Year-end letters provide opportunities for candor, explanation, and connection.
Sometime in the past month, you should have received the annual reports for some of your mutual funds in the mail or online. (Funds that end their fiscal year on Oct. 31 sent the reports a couple of months earlier.) These documents contain much of interest, such as a fund's holdings, expense ratio, turnover rate, and the amount of money paid to its board of directors. Most of this information appears in a standardized format. But one section can take almost any shape the fund company or manager wants: the letter to shareholders.
This letter, or "management commentary," is worth reading. In many cases, it can provide you with a window into your manager's thinking and provide insights that would be difficult to obtain even by intensive study of all the other available information. And if the letter fails to take advantage of that potential, that in itself can be telling.
What Should Be There
While a rewarding letter can appear in a variety of styles, it should contain certain elements. Most important is clear writing. Without that, all else would be of little use.
Managers must present their points in a way that's easy to understand, and lively enough to grab and keep the reader's interest. A boring or incomprehensible piece will not be read. Moreover, one reason to peruse the letter is to gain an appreciation for the personality and character of the man or woman you've entrusted with your money. That cannot come through if the prose sounds as if it were written by a robot (or worse, a bureaucrat).
This does not mean that managers must strive to be entertainers, with reports full of witty anecdotes and one-liners. If a jovial tone isn't natural, they shouldn't force it. The important thing is for a real person to show through.
Of course, the content is equally important. Shareholder letters should include plenty of details, not just vague overviews. They should discuss specific decisions made about individual securities or about types of holdings, including the reasons for these moves. If certain stocks, sectors, or countries are vastly over- or underweighted in the portfolios versus indexes or peers, or are controversial, the letters should tell shareholders why they were purchased, sold, or maintained at the same weighting. Did the manager decide to make a change of course at some point during the year? If so, the letter should explain to shareholders the thinking behind the action.
Evaluating performance is important, too.

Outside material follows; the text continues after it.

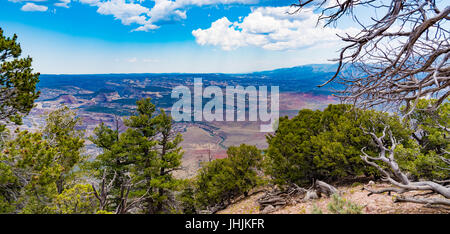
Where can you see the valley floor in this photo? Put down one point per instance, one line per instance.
(374, 204)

This section should not consist only of bare-bones descriptions such as "Contributors included sectors A, B, and C, and detractors included stocks X, Y, and Z." (Too many letters use nearly that exact language without further elaboration.) Mistakes require special attention. Very few managers come right out and say, clearly and unequivocally, "My decision to buy X (or not to sell Y) was a mistake," and explain why they did so and what they learned from the experience.
Perhaps managers--and their fund company overseers--think an admission of error will raise doubts about competence. But shareholders who expect perfection probably won't be long-term shareholders anyway. In fact, though it might seem counterintuitive, clear explanations of mistakes can instill confidence in shareholders. Such discussions provide evidence that their manager is a straight shooter. More important, they show that he is a thoughtful, analytical type who knows when something has gone wrong and who tries to learn from the experience.
A Deeper Understanding
Also helpful are broader discussions of the fund's strategy and approach. This can become repetitive for longtime shareholders, but it's invaluable for those who haven't seen it before. (The prospectus contains a brief description of strategy, but that is typically less detailed or goes unread.) Shareholders who feel well informed about their fund's strategy and who understand that it tends to underperform in certain conditions will be more likely to hang on rather than sell impulsively the first time it falls behind.
Ideally, shareholder letters would also cover any meaningful personnel changes that occurred during the year. Few letters bring up this topic. At best, if a comanager leaves, it might merit a brusque one-line reference. Turnover among the analyst corps typically is not mentioned at all. It's understandable why fund companies don't rush to reveal analyst departures if they don't have to, but they should do so and balance it by providing the more encouraging details about new arrivals. Providing details about the individuals who back up the named manager(s) can further instill in shareholders a feeling of partnership with those who are investing their money. It also puts shareholders in a better position to make an informed decision on whether to stick with the fund if the manager leaves or retires.
Together for the Long Haul
A letter that includes all of the above would enable shareholders to understand and appreciate their fund far better than most currently do. (A future Fund Spy column will include examples of letters that do achieve this goal, or at least come close.) Shareholders who do their part by reading the letters will know what happened, why it happened, and most important, what's likely to happen in the future. They won't be able to forecast the fund's exact future returns, of course, but they'll have a solid grasp of how the manager, and the fund, will likely act in a variety of conditions.
Receiving such communications makes shareholders feel they've invested with people with identifiable personalities, opinions, and convictions, rather than a faceless corporate entity. As noted, such shareholders are more likely to hold on through a rough patch to reap the benefits of long-term investing. Over time, that type of ownership tends to work out better for shareholders and fund companies alike.